Parallel studies conducted recently on the mechanism of adsorption of arsenate and selenate oxyanions on iron oxyhydroxides have resulted in different structural models. On the basis of EXAFS-derived As-Fe distances, Waychunas et al. (1993) have postulated the existence of two kinds of arsenate surface complexes, both of them being bonded to A-type surface functional groups. One surface complex involves the sharing of two adjacent A-type groups (C-2([hk1])[hk0] surface complex, d(As-Fe) = 3.2(5) Angstrom) and the other the sharing of two adjacent A-type group (V-1([hk0])[hk0] surface complex, d(As-Fe) = 3.6(0) Angstrom).
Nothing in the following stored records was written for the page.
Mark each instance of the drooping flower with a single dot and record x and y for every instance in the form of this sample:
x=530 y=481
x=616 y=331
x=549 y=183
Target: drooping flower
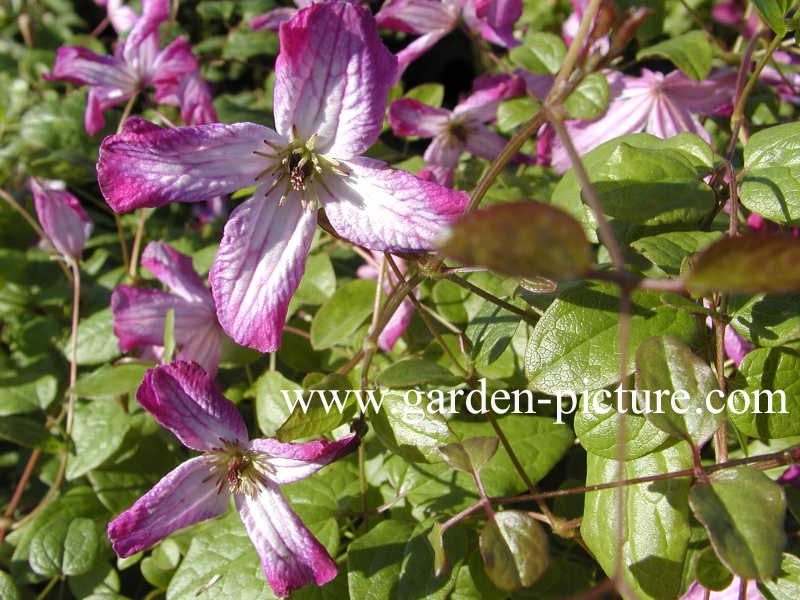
x=399 y=321
x=140 y=313
x=136 y=63
x=183 y=399
x=698 y=592
x=61 y=216
x=432 y=20
x=332 y=80
x=662 y=105
x=462 y=128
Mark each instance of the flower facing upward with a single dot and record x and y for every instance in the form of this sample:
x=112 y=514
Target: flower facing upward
x=183 y=399
x=140 y=313
x=137 y=62
x=61 y=216
x=332 y=80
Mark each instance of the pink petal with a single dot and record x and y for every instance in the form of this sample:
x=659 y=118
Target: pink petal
x=61 y=216
x=260 y=262
x=290 y=555
x=332 y=78
x=183 y=497
x=272 y=20
x=292 y=462
x=147 y=165
x=387 y=209
x=411 y=117
x=176 y=271
x=185 y=400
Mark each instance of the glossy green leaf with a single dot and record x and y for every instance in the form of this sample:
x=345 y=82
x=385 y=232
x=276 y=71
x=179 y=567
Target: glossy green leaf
x=541 y=53
x=342 y=314
x=590 y=98
x=524 y=239
x=667 y=364
x=411 y=426
x=470 y=455
x=222 y=563
x=515 y=549
x=743 y=511
x=374 y=559
x=748 y=264
x=690 y=52
x=656 y=521
x=769 y=405
x=576 y=342
x=110 y=380
x=771 y=182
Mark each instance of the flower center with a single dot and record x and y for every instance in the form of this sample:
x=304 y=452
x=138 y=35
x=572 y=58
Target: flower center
x=296 y=167
x=243 y=471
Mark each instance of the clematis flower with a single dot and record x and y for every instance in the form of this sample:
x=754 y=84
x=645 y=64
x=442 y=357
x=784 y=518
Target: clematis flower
x=462 y=128
x=698 y=592
x=137 y=62
x=140 y=313
x=183 y=399
x=402 y=316
x=332 y=80
x=432 y=20
x=662 y=105
x=61 y=216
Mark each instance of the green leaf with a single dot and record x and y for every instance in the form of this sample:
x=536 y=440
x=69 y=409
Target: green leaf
x=98 y=431
x=328 y=403
x=667 y=364
x=515 y=112
x=690 y=52
x=110 y=381
x=96 y=340
x=515 y=550
x=541 y=53
x=743 y=510
x=66 y=547
x=771 y=183
x=431 y=94
x=590 y=98
x=769 y=319
x=342 y=314
x=222 y=563
x=710 y=572
x=411 y=427
x=748 y=264
x=773 y=12
x=575 y=343
x=652 y=187
x=668 y=250
x=414 y=372
x=538 y=443
x=768 y=407
x=655 y=526
x=524 y=239
x=271 y=409
x=597 y=428
x=374 y=560
x=470 y=455
x=318 y=282
x=787 y=585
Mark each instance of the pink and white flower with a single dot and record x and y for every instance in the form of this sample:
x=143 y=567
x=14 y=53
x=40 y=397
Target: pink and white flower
x=61 y=216
x=432 y=20
x=183 y=399
x=140 y=313
x=332 y=80
x=462 y=128
x=137 y=63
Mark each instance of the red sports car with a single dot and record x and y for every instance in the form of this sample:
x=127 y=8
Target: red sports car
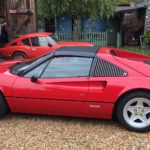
x=80 y=81
x=35 y=44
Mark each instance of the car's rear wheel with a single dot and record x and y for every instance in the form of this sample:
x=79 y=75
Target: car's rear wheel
x=133 y=111
x=19 y=55
x=4 y=109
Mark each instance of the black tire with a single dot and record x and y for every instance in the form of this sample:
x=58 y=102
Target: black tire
x=4 y=109
x=19 y=55
x=130 y=114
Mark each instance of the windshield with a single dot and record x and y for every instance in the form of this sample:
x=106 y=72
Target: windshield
x=22 y=66
x=53 y=39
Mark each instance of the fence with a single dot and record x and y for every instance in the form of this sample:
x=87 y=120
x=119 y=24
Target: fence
x=97 y=38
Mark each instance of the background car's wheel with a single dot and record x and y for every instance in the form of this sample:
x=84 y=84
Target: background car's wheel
x=3 y=106
x=133 y=111
x=19 y=55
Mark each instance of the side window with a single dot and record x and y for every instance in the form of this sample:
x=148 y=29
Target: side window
x=106 y=69
x=65 y=67
x=36 y=71
x=39 y=41
x=26 y=42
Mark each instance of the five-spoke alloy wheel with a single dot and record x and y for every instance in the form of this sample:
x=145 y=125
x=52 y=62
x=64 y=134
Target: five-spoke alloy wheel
x=133 y=111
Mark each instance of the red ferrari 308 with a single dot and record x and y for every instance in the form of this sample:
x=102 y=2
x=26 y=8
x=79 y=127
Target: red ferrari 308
x=80 y=81
x=35 y=44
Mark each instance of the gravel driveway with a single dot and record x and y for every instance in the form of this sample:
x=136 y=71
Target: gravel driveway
x=39 y=132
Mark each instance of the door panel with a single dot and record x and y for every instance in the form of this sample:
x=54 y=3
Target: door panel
x=105 y=89
x=50 y=96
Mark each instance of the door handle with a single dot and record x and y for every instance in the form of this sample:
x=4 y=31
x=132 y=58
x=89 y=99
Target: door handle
x=98 y=84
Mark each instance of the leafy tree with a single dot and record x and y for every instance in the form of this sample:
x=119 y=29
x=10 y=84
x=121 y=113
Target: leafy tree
x=76 y=8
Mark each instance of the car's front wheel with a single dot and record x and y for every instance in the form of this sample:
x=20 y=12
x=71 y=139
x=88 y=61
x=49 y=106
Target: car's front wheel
x=4 y=109
x=133 y=111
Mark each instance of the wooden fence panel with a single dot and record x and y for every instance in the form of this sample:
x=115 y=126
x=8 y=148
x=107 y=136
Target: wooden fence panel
x=97 y=38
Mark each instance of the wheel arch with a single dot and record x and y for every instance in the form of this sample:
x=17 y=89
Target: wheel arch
x=123 y=95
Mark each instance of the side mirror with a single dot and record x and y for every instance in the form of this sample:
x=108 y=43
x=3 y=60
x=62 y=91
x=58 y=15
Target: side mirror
x=34 y=79
x=49 y=45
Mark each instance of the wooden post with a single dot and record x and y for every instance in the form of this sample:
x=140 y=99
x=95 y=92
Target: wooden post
x=21 y=17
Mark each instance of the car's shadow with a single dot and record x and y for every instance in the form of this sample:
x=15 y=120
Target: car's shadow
x=65 y=120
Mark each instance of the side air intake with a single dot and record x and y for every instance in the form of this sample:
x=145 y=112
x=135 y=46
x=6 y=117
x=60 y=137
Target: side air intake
x=106 y=69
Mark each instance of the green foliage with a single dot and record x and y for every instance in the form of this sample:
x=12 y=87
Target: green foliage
x=147 y=37
x=75 y=8
x=129 y=1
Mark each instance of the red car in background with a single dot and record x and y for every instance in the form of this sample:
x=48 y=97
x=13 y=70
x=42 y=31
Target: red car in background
x=35 y=44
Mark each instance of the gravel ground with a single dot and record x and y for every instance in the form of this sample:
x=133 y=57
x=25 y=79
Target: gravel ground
x=40 y=132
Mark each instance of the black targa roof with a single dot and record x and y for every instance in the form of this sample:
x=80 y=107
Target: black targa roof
x=77 y=51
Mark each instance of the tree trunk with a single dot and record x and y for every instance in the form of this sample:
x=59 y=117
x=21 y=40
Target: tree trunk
x=76 y=28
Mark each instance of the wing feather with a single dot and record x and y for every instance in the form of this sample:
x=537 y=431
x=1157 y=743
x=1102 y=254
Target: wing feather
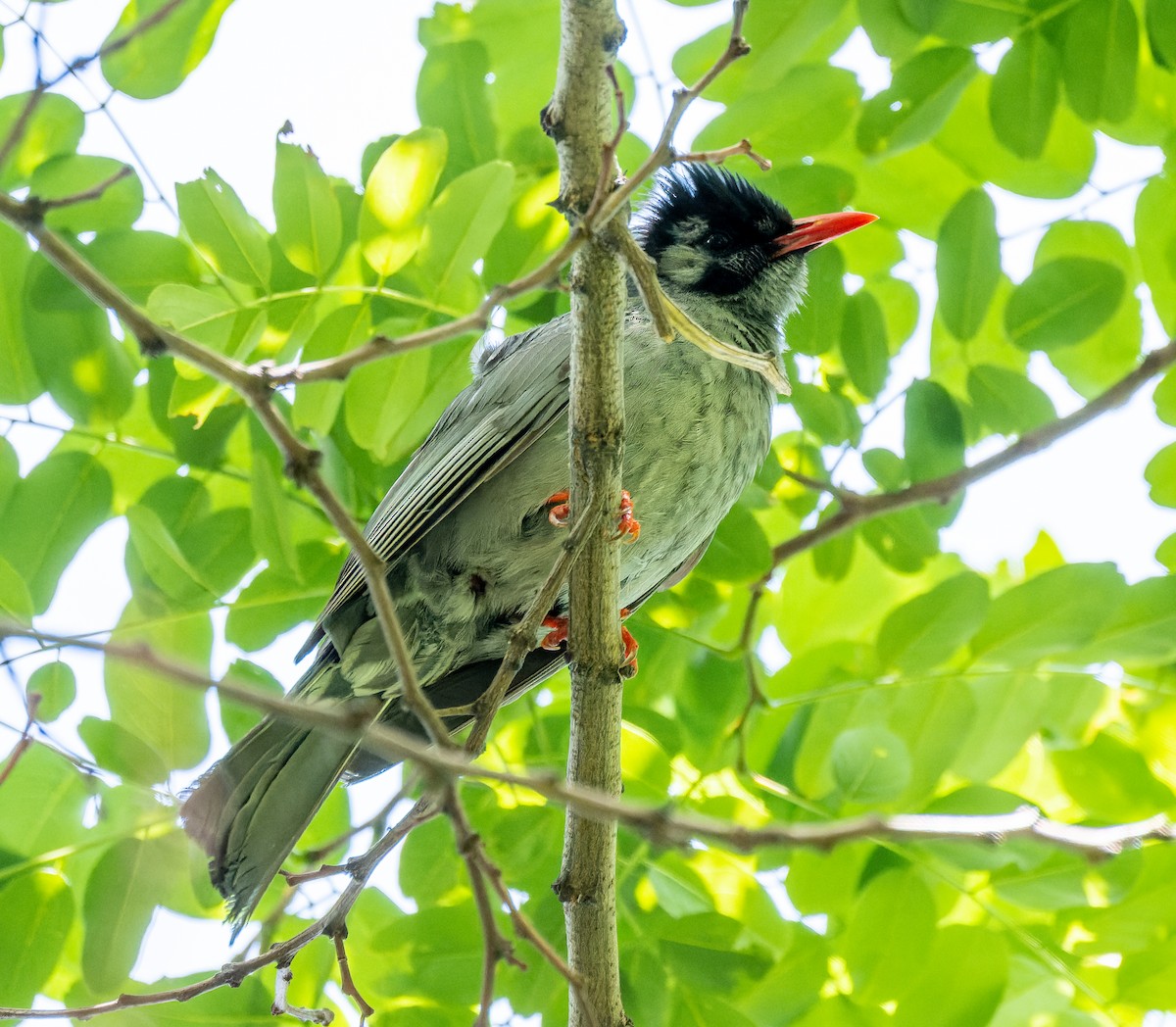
x=518 y=392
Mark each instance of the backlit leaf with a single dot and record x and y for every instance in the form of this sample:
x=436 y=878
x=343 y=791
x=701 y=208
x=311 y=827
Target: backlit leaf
x=52 y=512
x=1051 y=614
x=1024 y=95
x=926 y=631
x=222 y=229
x=1100 y=58
x=968 y=264
x=1063 y=303
x=916 y=103
x=150 y=60
x=42 y=905
x=397 y=197
x=310 y=224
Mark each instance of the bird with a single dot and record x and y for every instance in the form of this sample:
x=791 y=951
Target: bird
x=469 y=529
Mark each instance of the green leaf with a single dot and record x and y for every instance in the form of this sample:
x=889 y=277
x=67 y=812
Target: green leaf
x=968 y=264
x=118 y=205
x=1051 y=614
x=1063 y=303
x=163 y=559
x=19 y=381
x=52 y=512
x=805 y=113
x=317 y=404
x=947 y=998
x=934 y=432
x=1161 y=33
x=182 y=549
x=428 y=873
x=787 y=33
x=54 y=127
x=42 y=804
x=970 y=142
x=870 y=764
x=1161 y=475
x=816 y=326
x=1110 y=780
x=270 y=512
x=830 y=417
x=119 y=900
x=397 y=198
x=889 y=30
x=1005 y=401
x=148 y=60
x=222 y=230
x=139 y=262
x=118 y=751
x=310 y=223
x=962 y=22
x=927 y=629
x=739 y=552
x=1100 y=58
x=1145 y=628
x=42 y=905
x=459 y=228
x=917 y=101
x=236 y=717
x=15 y=598
x=391 y=405
x=1155 y=236
x=87 y=371
x=887 y=939
x=1164 y=398
x=275 y=602
x=452 y=94
x=863 y=344
x=1146 y=978
x=56 y=687
x=1024 y=95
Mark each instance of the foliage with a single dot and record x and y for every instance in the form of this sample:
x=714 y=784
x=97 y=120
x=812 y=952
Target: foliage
x=911 y=681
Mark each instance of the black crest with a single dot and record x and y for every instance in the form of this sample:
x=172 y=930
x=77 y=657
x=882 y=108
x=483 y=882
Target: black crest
x=730 y=206
x=717 y=213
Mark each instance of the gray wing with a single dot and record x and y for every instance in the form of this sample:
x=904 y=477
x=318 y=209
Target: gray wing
x=518 y=391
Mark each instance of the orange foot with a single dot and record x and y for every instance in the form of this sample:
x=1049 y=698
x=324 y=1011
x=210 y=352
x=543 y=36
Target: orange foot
x=559 y=634
x=628 y=527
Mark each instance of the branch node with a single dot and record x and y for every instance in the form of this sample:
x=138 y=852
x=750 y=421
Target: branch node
x=303 y=465
x=152 y=345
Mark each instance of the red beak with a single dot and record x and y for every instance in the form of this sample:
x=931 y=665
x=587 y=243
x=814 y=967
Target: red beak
x=808 y=233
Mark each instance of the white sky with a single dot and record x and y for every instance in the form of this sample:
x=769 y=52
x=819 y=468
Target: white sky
x=309 y=63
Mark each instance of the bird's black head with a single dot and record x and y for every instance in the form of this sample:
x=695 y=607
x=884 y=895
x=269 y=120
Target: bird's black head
x=710 y=230
x=728 y=252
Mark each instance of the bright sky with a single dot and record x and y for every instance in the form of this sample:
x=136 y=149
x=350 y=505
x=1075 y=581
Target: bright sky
x=309 y=62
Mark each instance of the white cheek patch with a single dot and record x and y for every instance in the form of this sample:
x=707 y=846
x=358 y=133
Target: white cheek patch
x=682 y=265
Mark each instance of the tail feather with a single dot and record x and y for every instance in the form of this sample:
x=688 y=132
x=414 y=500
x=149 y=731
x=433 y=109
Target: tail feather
x=250 y=809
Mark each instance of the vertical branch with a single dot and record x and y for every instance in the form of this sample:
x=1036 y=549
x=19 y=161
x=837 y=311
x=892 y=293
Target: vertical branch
x=579 y=121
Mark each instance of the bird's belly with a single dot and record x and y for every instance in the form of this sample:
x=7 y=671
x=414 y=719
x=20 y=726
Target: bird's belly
x=697 y=429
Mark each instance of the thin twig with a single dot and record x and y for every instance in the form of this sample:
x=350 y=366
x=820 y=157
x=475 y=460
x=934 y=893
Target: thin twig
x=83 y=197
x=346 y=981
x=941 y=489
x=24 y=744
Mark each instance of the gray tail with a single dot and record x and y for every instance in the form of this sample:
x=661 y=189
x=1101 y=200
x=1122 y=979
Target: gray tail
x=248 y=810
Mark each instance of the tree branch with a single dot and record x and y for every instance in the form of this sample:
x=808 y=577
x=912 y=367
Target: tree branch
x=858 y=509
x=579 y=121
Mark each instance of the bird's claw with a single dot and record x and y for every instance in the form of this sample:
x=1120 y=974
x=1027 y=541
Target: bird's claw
x=628 y=527
x=558 y=634
x=560 y=511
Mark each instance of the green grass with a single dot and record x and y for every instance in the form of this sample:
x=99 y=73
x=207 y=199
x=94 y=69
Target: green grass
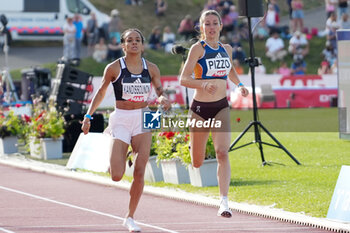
x=170 y=64
x=306 y=188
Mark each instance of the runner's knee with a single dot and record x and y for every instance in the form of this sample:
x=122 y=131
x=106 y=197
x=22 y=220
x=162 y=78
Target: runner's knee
x=116 y=176
x=221 y=154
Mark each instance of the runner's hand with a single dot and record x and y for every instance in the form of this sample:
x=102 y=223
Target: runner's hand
x=85 y=126
x=164 y=102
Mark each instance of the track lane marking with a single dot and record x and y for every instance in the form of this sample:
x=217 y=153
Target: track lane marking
x=80 y=208
x=6 y=231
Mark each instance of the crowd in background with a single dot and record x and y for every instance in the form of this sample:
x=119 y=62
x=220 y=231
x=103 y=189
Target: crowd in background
x=280 y=40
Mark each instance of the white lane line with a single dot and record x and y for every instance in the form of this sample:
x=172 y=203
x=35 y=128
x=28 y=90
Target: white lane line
x=82 y=208
x=6 y=231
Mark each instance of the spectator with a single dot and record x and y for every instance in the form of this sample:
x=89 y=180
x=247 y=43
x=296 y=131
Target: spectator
x=332 y=35
x=324 y=68
x=211 y=5
x=330 y=7
x=284 y=69
x=114 y=26
x=345 y=22
x=237 y=66
x=154 y=41
x=261 y=32
x=271 y=18
x=298 y=44
x=275 y=47
x=290 y=9
x=237 y=50
x=168 y=39
x=78 y=36
x=229 y=20
x=92 y=33
x=186 y=27
x=69 y=39
x=298 y=65
x=100 y=52
x=161 y=7
x=329 y=53
x=115 y=50
x=260 y=69
x=331 y=23
x=298 y=15
x=342 y=8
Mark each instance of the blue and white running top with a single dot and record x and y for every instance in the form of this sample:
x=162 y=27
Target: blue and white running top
x=215 y=63
x=132 y=87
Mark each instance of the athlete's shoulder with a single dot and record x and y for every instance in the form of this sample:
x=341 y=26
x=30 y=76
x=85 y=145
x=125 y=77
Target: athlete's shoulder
x=113 y=68
x=227 y=46
x=152 y=67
While the former complex has also been identified in the case of selenate, single corner 1V linkage between arsenate tetrahedra and Fe(O, OH)(6) octahedra is not observed in the case of selenate. The second Fe-Se distance has been instead attributed to an edge (E) linkage ((1)E([001])([001]) surface complex, d(Se-Fe) = 2.8(0) Angstrom; Manceau and Charlet, 1994). Comparison of the EXAFS results obtained at the As and Se K-edges leads to the conclusion that this difference of structural behavior is not supported by the experimental data. The reason for this discrepancy is shown to result from a mistaken determination by Waychunas et al. (1993) of the As-Fe distance of 3.6(0) Angstrom due to a 2 pi phase shift of the theoretical As-Fe electronic wave constructed for least-square fitting of the experimental data. The sorption of arsenate on free Fe(O, OH)(6) edges is shown to be critical to understanding structural changes of the ferrihydrite structure at increasing As loading and ageing times. Specifically, it provides a molecular-level explanation for the poisoning of particles growth in the direction of octahedral Fe chains and for the slowing down of the transformation of ferrihydrite to hematite.